Gangtok: The Sikkim Chief Minister Pawan Kumar Chamling has demanded tribal status for eleven communities in the state.
"The state government has been been doing everything possible to secure Constitutional recognition of the 11 left out communities as Scheduled Tribes in view of their historical background," Chamling said yesterday at a summit for Tribal Status, 2018 organised by the Eleven Indigenous Ethnic Communities of Sikkim (EIECOS) and others.
He has been corresponding with the president, prime minister and other union ministers to press for inclusion of Gurung, Mangar, Rai, Sunwar, Mukhia, Jogi, Thami, Yakha, Bahun, Chettri and Newar in the ST list, the chief minister said.
He quoted from a report by a Committee headed by Prof A C Sinha of the North-East Hill University (NEHU) highlighting ethnographic and historical facts for grant of tribal status to these eleven communities of Sikkim.

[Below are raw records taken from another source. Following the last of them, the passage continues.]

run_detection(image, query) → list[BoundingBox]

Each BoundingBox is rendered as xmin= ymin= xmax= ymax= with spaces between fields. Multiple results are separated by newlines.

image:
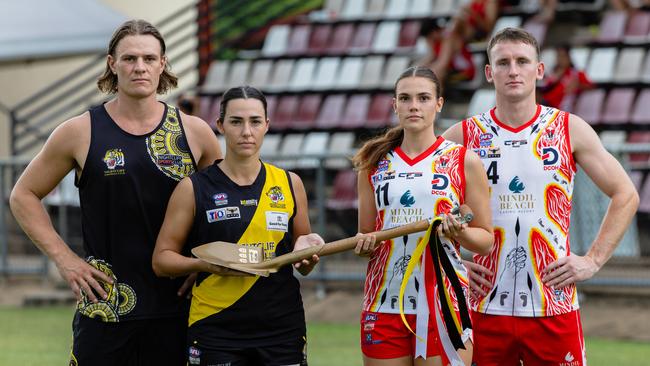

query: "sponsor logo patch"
xmin=102 ymin=149 xmax=126 ymax=176
xmin=266 ymin=211 xmax=289 ymax=233
xmin=188 ymin=346 xmax=201 ymax=365
xmin=399 ymin=190 xmax=415 ymax=207
xmin=542 ymin=147 xmax=560 ymax=170
xmin=504 ymin=140 xmax=528 ymax=147
xmin=156 ymin=154 xmax=183 ymax=167
xmin=205 ymin=206 xmax=241 ymax=223
xmin=266 ymin=186 xmax=287 ymax=208
xmin=239 ymin=198 xmax=257 ymax=206
xmin=212 ymin=193 xmax=228 ymax=206
xmin=399 ymin=172 xmax=422 ymax=180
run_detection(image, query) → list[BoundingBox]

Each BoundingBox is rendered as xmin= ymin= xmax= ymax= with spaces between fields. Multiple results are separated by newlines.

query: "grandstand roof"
xmin=0 ymin=0 xmax=126 ymax=62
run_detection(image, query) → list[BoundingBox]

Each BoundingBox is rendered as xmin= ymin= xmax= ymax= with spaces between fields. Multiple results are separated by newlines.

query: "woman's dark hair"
xmin=97 ymin=19 xmax=178 ymax=94
xmin=352 ymin=66 xmax=442 ymax=171
xmin=218 ymin=85 xmax=268 ymax=123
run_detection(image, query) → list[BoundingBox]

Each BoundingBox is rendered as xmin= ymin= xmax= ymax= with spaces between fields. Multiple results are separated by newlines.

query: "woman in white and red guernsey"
xmin=354 ymin=67 xmax=493 ymax=366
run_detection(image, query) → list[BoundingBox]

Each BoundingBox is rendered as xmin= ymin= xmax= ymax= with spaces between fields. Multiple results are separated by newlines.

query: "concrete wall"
xmin=0 ymin=0 xmax=196 ymax=158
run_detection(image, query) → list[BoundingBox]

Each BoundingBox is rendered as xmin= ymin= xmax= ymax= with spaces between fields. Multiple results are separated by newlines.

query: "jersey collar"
xmin=395 ymin=136 xmax=445 ymax=166
xmin=490 ymin=104 xmax=542 ymax=133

But, he said, the proposal was
shot down by the Ministry of Tribal Affairs after the Registrar General of India observed that the proposal could not be supported as the ethnographic report did not show any significant primitive cultural traits in the communities.

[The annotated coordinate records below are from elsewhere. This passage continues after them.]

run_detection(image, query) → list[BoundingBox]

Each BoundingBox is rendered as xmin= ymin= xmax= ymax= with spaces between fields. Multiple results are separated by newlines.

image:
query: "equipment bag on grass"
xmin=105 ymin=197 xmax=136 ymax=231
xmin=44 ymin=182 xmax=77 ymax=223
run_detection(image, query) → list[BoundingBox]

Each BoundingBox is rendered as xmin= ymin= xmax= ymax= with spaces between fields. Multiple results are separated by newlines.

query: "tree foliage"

The state government did not lose hope on the issue and constituted a Commission under the chairmanship of Prof B K Roy Burman, a noted anthropologist in 2005, and on the basis of its report submitted in 2008 another proposal to the Centre but it had not been accepted till date, he said.
The state government has again constituted a committee of experts headed by T N Sharma, Chairman of the Sikkim Commission for Backward Classes, to look into the viability of grant of tribal status to these eleven communities, he said.
The state government has been pressing the demands at the highest level in the central government for resolution of the issue, he said.